Yohan : Quand j’étais ado, j’allais au match de temps en temps avec mon père ou avec des copains. Vers 18 ans, je suis devenu petit à petit ce qu’on appelle un « ultra » et je consacrais beaucoup de temps et d’argent à ma passion. Pendant plusieurs années, j’ai fait entre 10 et 15 déplacements par an dans toute la France pour soutenir l’équipe. Puis j’ai pris du recul, mon boulot ne me permettait plus d’aller régulièrement au match et j’ai fondé une famille. Maintenant je suis toujours abonné mais je ne vais plus au stade pour boire des bières et faire le con entre potes. J’y vais tranquillement en famille comme le père de famille que je suis devenu. La passion est toujours là mais elle est différente.

Mathias :  J’ai été abonné à l’âge de 8 ans jusqu’à mes 19 ans dans 3 tribunes différentes. A mes 20 ans j’ai été interdit de stade 1 an pour des incidents lors d’un déplacement à Caen. Depuis je ne fais partie d’aucun groupe officiel ( rires ), donc pour certains matchs plus ou moins animés ça se passe entre copains.  C’est une autre façon de représenter sa ville, son club ou son groupe avec des comportements qui ne sont pas compris et qui ne plaisent pas et c’est tant mieux !

Christophe : J’ai fait partie de la branche ultra de Guingamp, en étant membre de feu la « New School Gwengamp ». Animations en tous genres, déplacements aux 4 coins de la France (et de l’Europe pour certains de mes amis) étaient ma manière de montrer ma fidélité au club. Maintenant je retourne de temps à autre au stade, quand j’ai le temps et l’envie. A vrai dire, après je ne sais plus combien d’années de Ligue 2 et donc de matchs ennuyeux et surtout de matchs le vendredi soir, on s’en lasse.

Antoine : 
Je suis ça de plus loin maintenant, j’aime le football, le jeu, mais je n’aime pas ce qu’il représente, même Guingamp que l’on présente comme le petit club sans le sous n’a pas tant de mérite que ça, soutenu par les bénéfices de la malbouffe vendue par Celtigel.
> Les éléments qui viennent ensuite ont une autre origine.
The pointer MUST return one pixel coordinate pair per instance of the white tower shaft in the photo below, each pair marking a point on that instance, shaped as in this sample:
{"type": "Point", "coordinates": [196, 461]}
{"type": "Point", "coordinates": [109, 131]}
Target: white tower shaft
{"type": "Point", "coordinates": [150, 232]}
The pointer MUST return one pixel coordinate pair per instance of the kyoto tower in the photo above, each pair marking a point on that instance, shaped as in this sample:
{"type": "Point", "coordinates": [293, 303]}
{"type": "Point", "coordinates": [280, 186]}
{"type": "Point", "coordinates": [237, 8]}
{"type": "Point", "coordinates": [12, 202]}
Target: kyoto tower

L’épisode de la qualification de Kerbrat (qui aurait dû être logiquement suspendu) montre bien le manque d’éthique en très haut lieu où l’on se fout des règlements, à Guingamp pas moins qu’ailleurs.

Comme supporter je suis passé par les extrêmes. Investi dans le club en tant que fondateur du site internet, j’ai vécu pendant plusieurs années la vie du club de l’intérieur, avec des déplacements avec les joueurs, les interviews d’après match…

Mais j’ai aussi beaucoup vécu le côté supporter ultra , via la new school NSG’03 à partir des année 2003 en latérale ouest, faisant des heures de trajets en voiture, en train, en stop, pour assister à des matchs tous pourris dans des coins glauques. Avec le recul je trouve cela ridicule et je suis bien content de m’être éloigné de ce milieu, la vie est trop courte pour consacrer tout son temps à des guignols en short qui pour la très grande majorité n’en n’ont rien à battre du maillot qu’ils portent.

Breizh-info.com : Une anecdote, un souvenir qui vous a particulièrement marqué dans votre vie de supporteur ?

Samuel : Avant, j’étais ce qu’on appelle un « ultra ». Mais avec la répression à notre encontre (interdictions de stade, pas d’animations en tribune, …) et aussi en prenant de l’âge, je suis devenu un supporteur qui encourage simplement son équipe dans le respect de l’arbitre et des joueurs adverses.

Yannick : Je me rappellerai toujours de la victoire contre Marseille en quart de finale de la Coupe de la Ligue en 95, avec un but de Charles-Edouard Coridon. Un de mes plus beaux souvenirs de gamin. Plus récemment, quelques Guingamp-Brest ont été intéressants niveau football, mais ont donné également lieu à quelques échanges d’amabilité viriles avec les supporteurs brestois.

Yohan : Rennes a rarement réussi face à Guingamp. C’est pour ça qu’on peut dire que la victoire 6 à 1 à Roudourou en 2001 reste mythique. C’est le genre de victoire écrasante qu’on voit une fois tous les 20 ans alors dans un derby, c’est particulièrement fort. C’était carrément une démonstration de football. C’était énorme mais ça commence à dater. J’espère que le match de samedi effacera un peu ce souvenir. Même une victoire 1-0 avec un but du genou, je prends.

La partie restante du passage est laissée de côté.